The year was 2010. Two years prior, New York made a big splash in free agency by signing former Ottawa defenseman and #2 overall pick in 1995, Wade Redden. That would, of course, turn out to be a major bust of a contract and a huge waste by Rangers management. He was already massively struggling by the 2009-2010 season, but was still playing nightly for the big club, as he ended up with 75 games played that season.
In February of 2010, the Devils made a trade for 2001 #1 overall pick Ilya Kovalchuk. After contract issues, with the NHL rejecting the first deal and penalizing the team heavily for trying to circumvent the Cap, Kovy would go on to play 27 regular season games that year in the red and black. One of those, only a few days after Kovy was acquired, was a game on Saturday, February 6, 2010 in Madison Square Garden. Kovalchuk, a former first overall pick, played on the Devils against Redden, a former second overall pick playing for New York. This, then, was the answer to the trivia question.
After my oh yeah moment, and with the 20:20 vision that hindsight gives a person, neither of those players ended up truly being the end all, be all players that the teams wanted. Of course, Kovy was a much better acquisition for NJ than Redden was for NY. In two seasons playing for the Rangers, encompassing 156 regular season games, Redden posted 35 points. There was speculation of the Rangers buying out Redden’s contract for a while before he was bought out after the lockout was settled and the current CBA was put into place.

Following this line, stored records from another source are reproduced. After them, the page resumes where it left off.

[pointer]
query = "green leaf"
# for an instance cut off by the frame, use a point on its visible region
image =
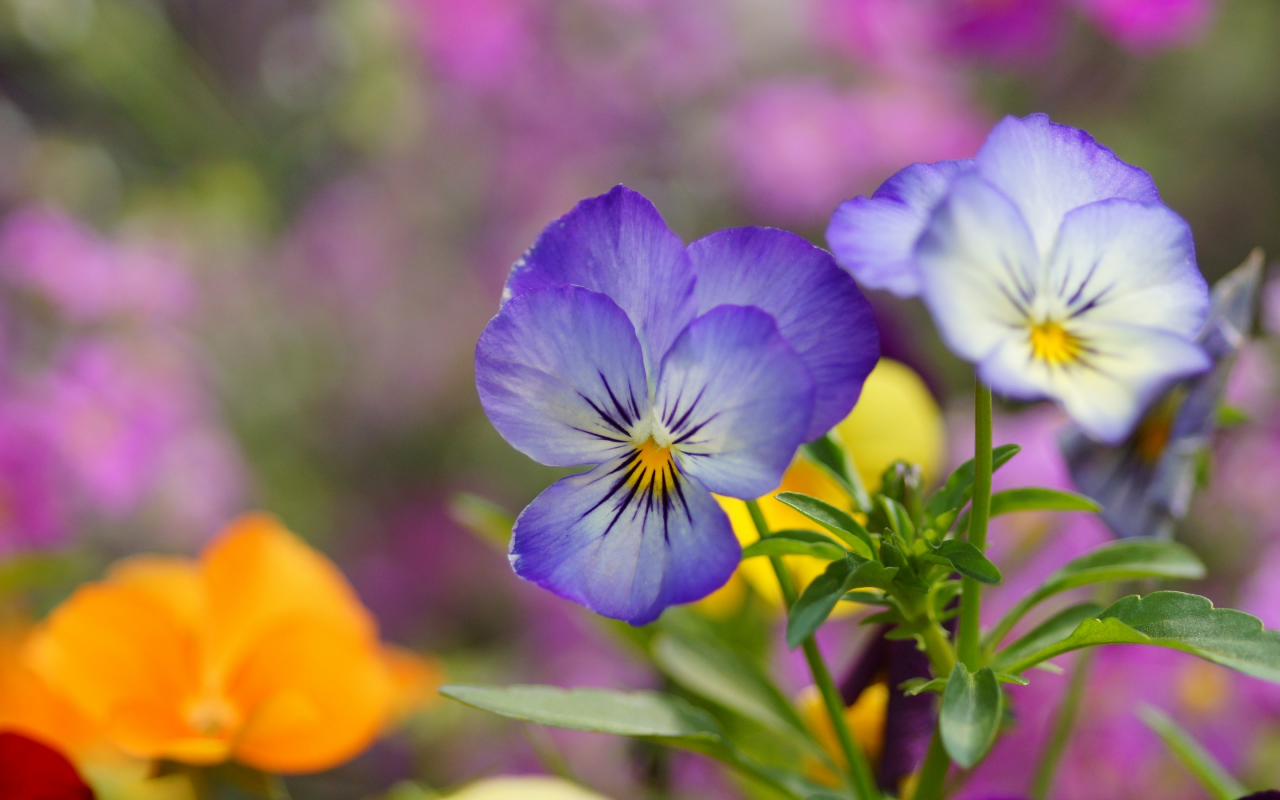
(483, 517)
(781, 545)
(1125, 560)
(1034, 498)
(1051, 631)
(1207, 771)
(728, 677)
(959, 488)
(970, 714)
(835, 520)
(1180, 621)
(968, 561)
(897, 517)
(819, 597)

Kovalchuk, however, was a great player for the Devils for years. That season he was acquired, in those 27 regular season games, he posted 27 points. In 2011-2012, when the Devils got within 2 games of a Stanley Cup, he posted 83 points in 77 games. That led the team that year, 5 more points than Patrik Elias, despite Elias playing in four more games than Kovy. He was also the team’s point leader in the postseason, generating 19 points in 23 games. Again, Elias was in second, with only 15 points in 24 games.
After that Cup run, Kovy had just one more season with the team. That year, with the shortened season due to the lockout, he managed 31 points in 37 games, which was not a bad season at all. But then, as well all know, he bailed on the Devils and North American hockey, returning to his home country and cashing in big time to play in the KHL. In the end, despite signing a 15 year deal with Lou Lamoriello, he only played in four seasons for New Jersey. The Devils were forced into a 30th overall pick in 2014 thanks to trying to sign him, where they took John Quenneville, a player who never panned out to be an NHL regular. And, if you remember, many feel that instead of Lou spending all that time and effort courting Kovy, he should have been trying to re-sign Zach Parise, who would still most likely be a Devil if he had re-signed long term. Now, neither Quenneville nor Parise are Kovy’s fault, of course, but it all fits together in the disappointment that Kovy brought by leaving so soon.
In the end, between the two, the Devils clearly got the better player. He was a vital piece of that 2011-2012 Cup Finals team, and without him, that team probably does not even sniff the Finals. Redden, however, was never good with the Rangers, and was bought out after only playing two years in Manhattan. At least the Devils got some production and quality out of the former #1 overall pick. The Rangers got nothing out of the former #2 overall. However, in retrospect, both fanbases consider these signings to be disappointments, although it is clear in my opinion who was the worse signing, and it wasn’t by our team.
So, as we really begin to feel the effects of this shutdown, let’s all say thanks to the MSG broadcast for posting that trivia question and reminding me of two former top picks, neither of whom were drafted by the Rangers or Devils, but who were signed by the rivals and left as bitter disappointments.